Uno dei pionieri dell’imprenditoria turistica garganica si scaglia con decisione contro la bontà di questi tavoli istituzionali.

 

Uno dei pionieri dell’imprenditoria turistica garganica, il viestano Luigi Manzionna (sette strutture, tra alberghi e villaggi, con trecento dipendenti fissi), si scaglia con decisione contro la bontà di questi tavoli istituzionali: “Vedo che l’interesse è davvero enorme — dice ironicamente guardandosi intorno per far notare che la maggior parte dei politici erano già andati via -, ci fate parlare alla fine quando sono andati tutti via, per questo non avrei voluto nemmeno parlare. Ma una cosa la devo dire: del turismo alla provincia di Foggia non gliene frega proprio nulla”. Con piglio deciso, secco, taglia le gambe a chi stava provando fino a quel momento un certo interesse per il secondo incontro dedicato all’aeroporto Gino Lisa di Foggia. Lui non ci sta a rappresentare un
comparto che rappresenta il sessanta per cento del Pil provinciale e non esser mai preso in considerazione per il peso che rappresenta con i suoi circa 300 dipendenti. “Il nostro unicoproblema è di ordine politico — continua—la verità è che a Bari non contiamo niente. Basta che i nostri politici continuano a riempirci la testa con il termine ‘destagionalizzazione’, mentre i servizi a livello locale sono praticamente assenti: sono bastati due giorni di pioggia per farli scappare via”. La critica è a 360 gradi, anche se il tema sul quale gli imprenditori si scagliano con sempre maggior vigore è quello dell’assenza di un sistema di collegamento efficiente, che possa supportare i grandi numeri degli spostamenti turistici: “Di cosa stiamo parlando se non ci sono neppure le strade — afferma – quando ci chiedono dove possano uscire ci troviamo in seria difficoltà.
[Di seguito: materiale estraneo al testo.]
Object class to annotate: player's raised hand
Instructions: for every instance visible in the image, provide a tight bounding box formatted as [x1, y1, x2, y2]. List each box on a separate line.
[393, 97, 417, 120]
A quel punto che diciamo al turista, arrangiati?”. Sottolinea come l’assenza di infrastrutture faccia da contrappeso al lavoro, al rischio che gli imprenditori sopportano sin dalle prime iniziative turistiche del Gargano. Quasi nessuno ha messo in piedi la propria attività con capitali pubblici. Ecco perché il livello di scontro rimane sempre altro con la classe politica, colpevole dell’inerzia che ha marginalizzato un territorio, o almeno di questo sono convinti. Con Manzionna c’è la gran parte degli imprenditori del Gargano: uno spaccato di portatori d’interesse con cui bisognerà per forza fare i conti.